Now there were numbers.
Money had moved. Bills had been paid. Purchases made. My grandmother’s last act of love had been emptied into appliances and vacations and my father’s car note.
“Thank you,” I said, and my voice came out so flat I barely recognized it.
After we hung up, I went to the bathroom and threw up into the sink.
It wasn’t dramatic. Just sudden. My body rejecting what my mind already knew.
I cleaned the sink, rinsed my mouth, and went back to work because that is one of the strange things about being the reliable daughter: even when your whole history is rearranging itself, you still answer emails and meet deadlines.
The next week passed in that same split existence. By day I coded records and spoke in steady, professional tones. By night I sat on my porch with iced tea and thought about my grandmother’s hands. Large hands for a small woman. Hands that smelled faintly of Ivory soap and onions and Nivea cream. Hands that had folded my hair into sections when I was a little girl sleeping over at Dauphine Street. Hands that had signed a will because she knew exactly what she was doing.

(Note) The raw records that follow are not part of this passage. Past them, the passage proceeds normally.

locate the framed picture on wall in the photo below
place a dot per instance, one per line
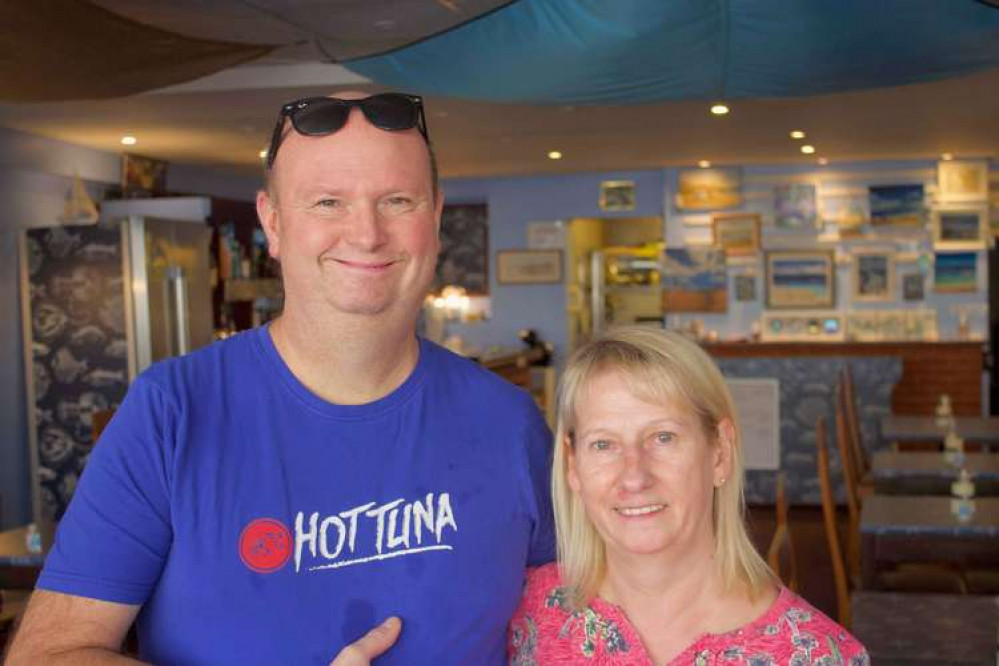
(738, 234)
(913, 287)
(873, 275)
(708, 189)
(960, 226)
(529, 266)
(801, 278)
(463, 260)
(962, 180)
(897, 205)
(617, 195)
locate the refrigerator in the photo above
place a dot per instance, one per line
(100, 303)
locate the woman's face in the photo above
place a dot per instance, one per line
(646, 472)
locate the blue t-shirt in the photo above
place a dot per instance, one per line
(260, 524)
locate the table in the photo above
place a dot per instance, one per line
(929, 473)
(925, 428)
(909, 528)
(902, 628)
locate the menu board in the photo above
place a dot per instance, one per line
(757, 405)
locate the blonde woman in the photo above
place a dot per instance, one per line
(655, 566)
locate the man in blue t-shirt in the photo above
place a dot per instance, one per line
(271, 498)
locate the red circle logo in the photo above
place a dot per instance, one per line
(265, 545)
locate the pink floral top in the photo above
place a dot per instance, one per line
(543, 631)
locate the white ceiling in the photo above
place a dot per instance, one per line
(225, 120)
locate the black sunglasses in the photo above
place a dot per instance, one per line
(319, 116)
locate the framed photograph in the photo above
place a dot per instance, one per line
(617, 195)
(693, 280)
(873, 275)
(912, 287)
(897, 205)
(709, 189)
(955, 272)
(963, 181)
(738, 234)
(847, 212)
(745, 287)
(529, 266)
(801, 278)
(463, 260)
(960, 226)
(142, 176)
(795, 207)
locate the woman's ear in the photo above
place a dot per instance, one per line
(570, 464)
(724, 451)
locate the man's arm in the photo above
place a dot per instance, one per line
(75, 631)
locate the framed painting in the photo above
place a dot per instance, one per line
(463, 260)
(913, 287)
(962, 181)
(897, 205)
(960, 226)
(529, 266)
(873, 275)
(955, 272)
(738, 234)
(795, 207)
(693, 280)
(617, 195)
(801, 278)
(709, 189)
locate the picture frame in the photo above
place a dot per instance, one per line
(709, 189)
(744, 287)
(913, 287)
(800, 279)
(873, 275)
(738, 234)
(960, 226)
(617, 195)
(897, 206)
(962, 181)
(795, 207)
(693, 280)
(529, 266)
(463, 259)
(955, 272)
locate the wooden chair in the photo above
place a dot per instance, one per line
(916, 577)
(781, 555)
(861, 461)
(839, 561)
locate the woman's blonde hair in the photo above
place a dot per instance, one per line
(658, 366)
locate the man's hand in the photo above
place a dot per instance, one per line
(371, 645)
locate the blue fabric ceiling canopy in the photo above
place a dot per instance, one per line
(638, 51)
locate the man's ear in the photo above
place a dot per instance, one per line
(269, 222)
(724, 451)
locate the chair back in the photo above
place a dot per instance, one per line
(829, 519)
(780, 554)
(861, 463)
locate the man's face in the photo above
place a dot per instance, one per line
(353, 219)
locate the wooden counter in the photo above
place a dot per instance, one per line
(929, 369)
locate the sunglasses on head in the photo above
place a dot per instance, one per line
(319, 116)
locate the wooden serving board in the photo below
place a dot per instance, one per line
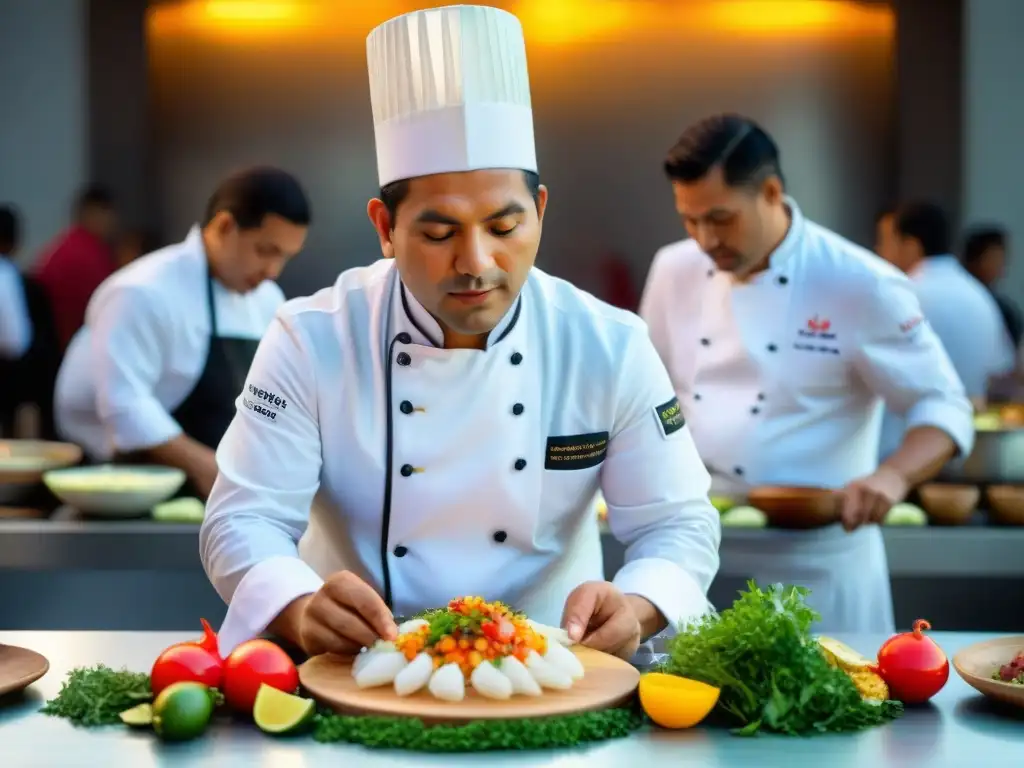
(19, 668)
(608, 682)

On July tenth, Claudette mailed me formal notice of the evidentiary hearing: August 14, Orleans Parish Civil District Court. Attached was a list of documents to be presented. Original notarized will. Fraudulent will. Bank records. Property sale records. Affidavit from Claudette confirming execution of the original.
I read the date three times. Five weeks.
Five weeks until the truth stood in a courtroom where my mother could not smooth it away with church voice and wounded eyes.
The summons went out the following week.